Thursday, July 12, 2007

Netflix Prize enabling recommender research

Yi Zhang and Jonathan Koren from UC Santa Cruz have a paper, "Efficient Bayesian Hierarchical User Modeling for Recommender Systems" (PDF), at the upcoming SIGIR 2007 conference.

The paper focuses on "improving the efficiency and effectiveness of Bayesian hierarchical linear models, which have a strong theoretical basis and good empirical performance on recommendation tasks." Specifically, they significantly improve the speed of running expectation-maximization by ignoring the "many dimensions that are not 'related' to a particular user", focusing on "related user-feature pairs".

That is interesting, especially since Yi Zhang is part of the team that is currently in 10th place on the Netflix Prize Leaderboard.

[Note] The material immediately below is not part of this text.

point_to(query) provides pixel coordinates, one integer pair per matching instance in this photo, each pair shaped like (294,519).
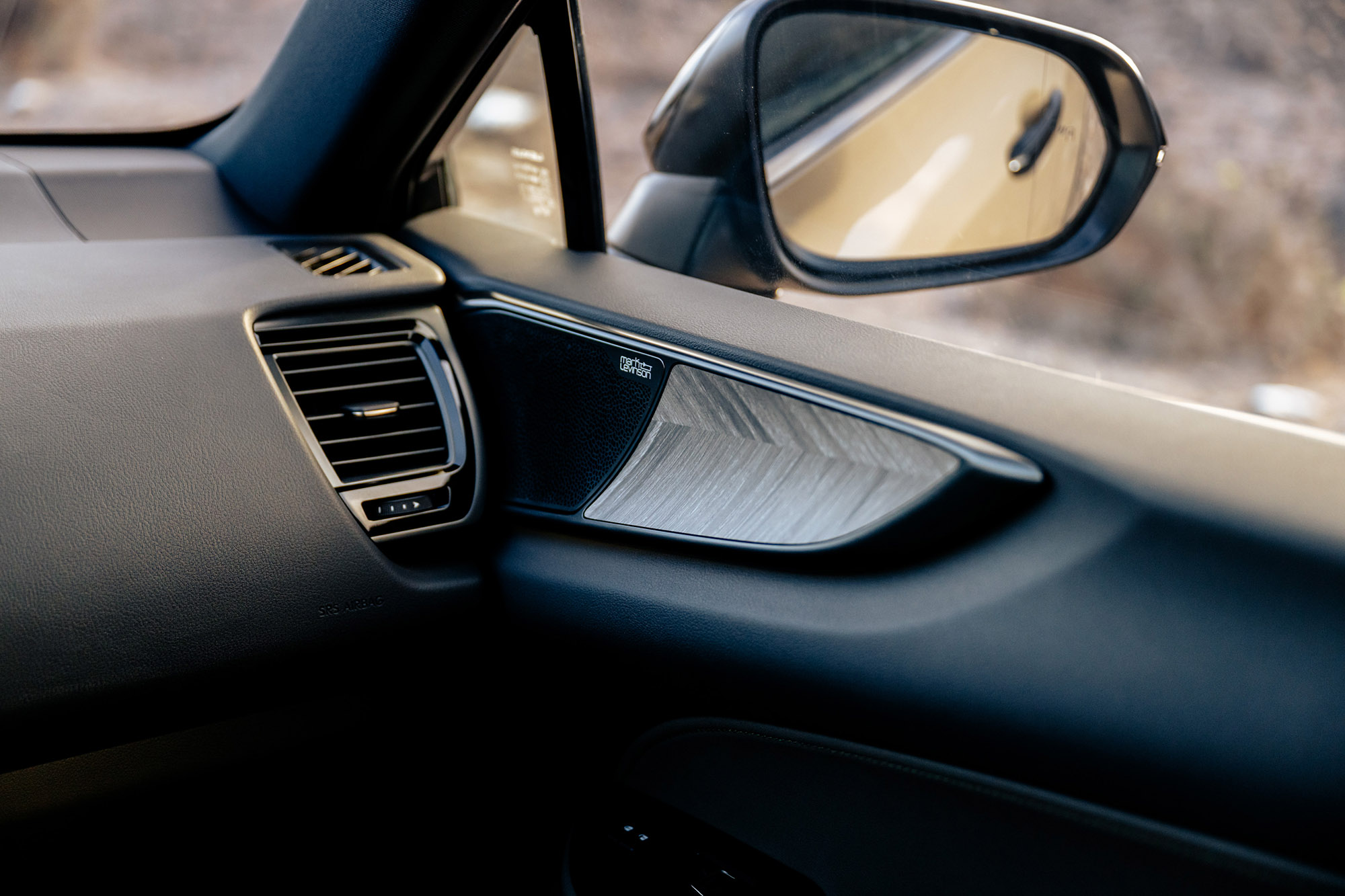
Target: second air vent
(373,395)
(334,259)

Even so, what primarily excited me about this paper is that it is an excellent example of research on scaling recommender systems that simply would not be possible without the Netflix data set. The Netflix data set is two orders of magnitude bigger than the MovieLens and EachMovie data sets that were previously available.

Time and time again, I have been frustrated to read recommender system papers that are twiddling around on toy problems. They often achieve minor improvements in quality, but at the cost of efficiency, usually presenting techniques that will not scale to catalogs or numbers of customers of even modest size.

One might argue that these improvements are of theoretical interest, but there is some doubt about even that. As Googler Peter Norvig said:
Rather than argue about whether this algorithm is better than that algorithm, all you have to do is get ten times more training data. And now all of a sudden, the worst algorithm ... is performing better than the best algorithm on less training data.

Worry about the data first before you worry about the algorithm.
The problem, as Michele Banko and Eric Brill noted (PDF) in 2001, are that algorithmic twiddles that yield improvements at small scale may no longer yield improvements at large scale and training with more data often results in bigger improvements than algorithm changes when training with small data.

Now that Netflix has made big data available to researchers, we will see a lot more work on large scale, practical recommender systems like this Zhang and Koren paper. And we all will benefit.

See also my Jan 2007 post, "The Netflix Prize and big data".

[Thanks, Siddharth, for pointing out the Zhang and Koren paper]

Update: Two months later, the KDD Cup 2007 is done, and it focused on the Netflix Prize. Don't miss the great collection of papers. Very impressive how much work on recommender systems at large scale is coming out of this contest.

Update: A ECML 2007 paper, "Pricipal Component Analysis for Large Scale Problems with Lots of Missing Values" (PDF), has a nice discussion of using PCA for recommendations at large scale, particularly around the issue of overfitting. [Found via Simon Funk]

1 comment:

burtonator said...

Yeah... Agreed.

I notice the same problem with the open source community. For example there are a lot of open source crawlers but they don't scale.

They never have to worry about HUGE amounts of data.

Also, if you know of any researchers who need LOTS of blog data we'd be more than willing to give them a access to our crawler in Spinn3r.

We have a few researchers playing with the data now and loving it.

Of course it's about 24GB per day so I think we qualify for the 'big data' argument :)